Reconstructing the Universe


In the lexicon of critical clichés, “bracing” is the one I would choose to describe the Guggenheim’s ITALIAN FUTURISM, 1909–1944: RECONSTRUCTING THE UNIVERSE. I was startled, as if awakened, by its spiraling coherence and aesthetic range, and loved the byways down which it made me wander, including into the actorless kingdom of Futurist theater. I would not add that the exhibit is, in itself, “unflinching,” but I will say that it doesn’t whitewash or evade the movement’s patriarchal ideology or fascistic sympathies. Indeed, it is fascinating to look at the militaristic paintings and murals that some of its members produced for Mussolini; that they are nakedly aggressive, that there is nothing to be done to satisfy the impulses they contain except to invade and conquer, is almost refreshing. Compared to our own patriotic artworks, they seem – now I will use the word – “unflinchingly” honest; there’s no hiding behind notions of “defense”; the Futurist soldier is about territorial advancement and unapologetic domination. There is nothing noble about that, indeed it is despicable, but it cannot be said to obfuscate.

The Futurists celebrated dynamism, technology, drive, and, above all, masculinity; there were among their number few women, whose sex was, at least rhetorically, disdained. I say “at least rhetorically” to avoid accepting the gender essentialism upon which the writings of F.T. Marinetti, the movement’s founder and chief polemicist, depend. I would prefer to let stand the absurdity of his call for the abolition of such effeminate avocations as pasta eating and tango dancing, or, oddly enough coming from a fascist, Wagnerian opera (to be fair, he is given credit in a curatorial note for speaking out against anti-Semitism). Still, it is discomforting that, for those of us who draw spiritual energy from the arts, the creative vigor of an innovative aesthetic can distract from its embedded ideology or the worser uses to which it can be put.

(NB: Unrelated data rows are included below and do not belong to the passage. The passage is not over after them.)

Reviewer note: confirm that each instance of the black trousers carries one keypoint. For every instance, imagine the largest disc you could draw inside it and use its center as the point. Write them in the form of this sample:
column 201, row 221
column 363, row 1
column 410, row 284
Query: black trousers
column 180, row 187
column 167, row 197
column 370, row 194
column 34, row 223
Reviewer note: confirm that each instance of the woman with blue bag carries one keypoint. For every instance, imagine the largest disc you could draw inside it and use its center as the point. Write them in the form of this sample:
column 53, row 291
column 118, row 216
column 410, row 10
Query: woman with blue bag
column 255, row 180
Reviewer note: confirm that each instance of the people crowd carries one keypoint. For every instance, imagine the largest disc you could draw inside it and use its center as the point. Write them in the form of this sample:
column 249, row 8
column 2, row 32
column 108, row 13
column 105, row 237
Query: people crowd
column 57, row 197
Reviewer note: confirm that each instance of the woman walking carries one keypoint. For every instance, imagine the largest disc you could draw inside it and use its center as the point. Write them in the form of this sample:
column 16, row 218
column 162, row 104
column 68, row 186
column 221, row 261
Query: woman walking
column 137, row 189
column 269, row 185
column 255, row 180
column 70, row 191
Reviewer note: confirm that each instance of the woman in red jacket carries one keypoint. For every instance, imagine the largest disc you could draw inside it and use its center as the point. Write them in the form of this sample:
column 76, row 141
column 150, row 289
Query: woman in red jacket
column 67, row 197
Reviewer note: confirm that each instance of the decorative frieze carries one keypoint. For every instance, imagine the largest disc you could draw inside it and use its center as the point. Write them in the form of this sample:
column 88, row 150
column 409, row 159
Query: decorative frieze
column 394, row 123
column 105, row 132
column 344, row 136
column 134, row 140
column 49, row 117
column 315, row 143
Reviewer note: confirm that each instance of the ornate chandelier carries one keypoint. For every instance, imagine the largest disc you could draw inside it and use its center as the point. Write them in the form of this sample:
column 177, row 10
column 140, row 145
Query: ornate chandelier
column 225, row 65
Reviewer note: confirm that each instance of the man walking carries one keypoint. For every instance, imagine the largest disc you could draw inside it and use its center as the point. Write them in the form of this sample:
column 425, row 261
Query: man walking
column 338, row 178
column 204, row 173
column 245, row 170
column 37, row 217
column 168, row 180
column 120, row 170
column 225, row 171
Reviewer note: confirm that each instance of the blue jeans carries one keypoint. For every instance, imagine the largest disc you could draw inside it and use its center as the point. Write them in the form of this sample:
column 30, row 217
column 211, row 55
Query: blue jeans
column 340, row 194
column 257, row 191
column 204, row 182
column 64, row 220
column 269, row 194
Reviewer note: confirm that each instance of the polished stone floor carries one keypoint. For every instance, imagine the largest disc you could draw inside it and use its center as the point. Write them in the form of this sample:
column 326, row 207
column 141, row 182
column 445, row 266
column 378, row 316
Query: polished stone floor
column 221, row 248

It is vivifying, even if discomfiting, that the Futurists perceived, years before the internet, how new technologies alter human perspective and, it is not too much to say, consciousness. In their architectural renderings we see prefigured the postmodern city; in their cookbooks the aroma courses and artful platings of contemporary cuisine; in their daredevil views from the cockpits of airplanes the cinematic swoop of a Kubrick, a Lucas, or a Spielberg. No artistic movement, not even Dada, has so put the finger in the eye of official culture or tapped the potential of the manifesto as an exemplar of the values it propounds. Add the ‘60s happening, the participatory theater, installation art, and deconstructive criticism to the roll call of what Italian Futurism anticipated and perhaps made possible: who else has set the viewer so clearly at the center of the aesthetic experience? What’s done is done and cannot be undone, which excuses nothing and begs a sharper moral eye upon the arts of the present. But if ever a case has been made for an artistic movement as seminal, this exhibit does it, however much its founders might have hated its happening in, of all places, a museum.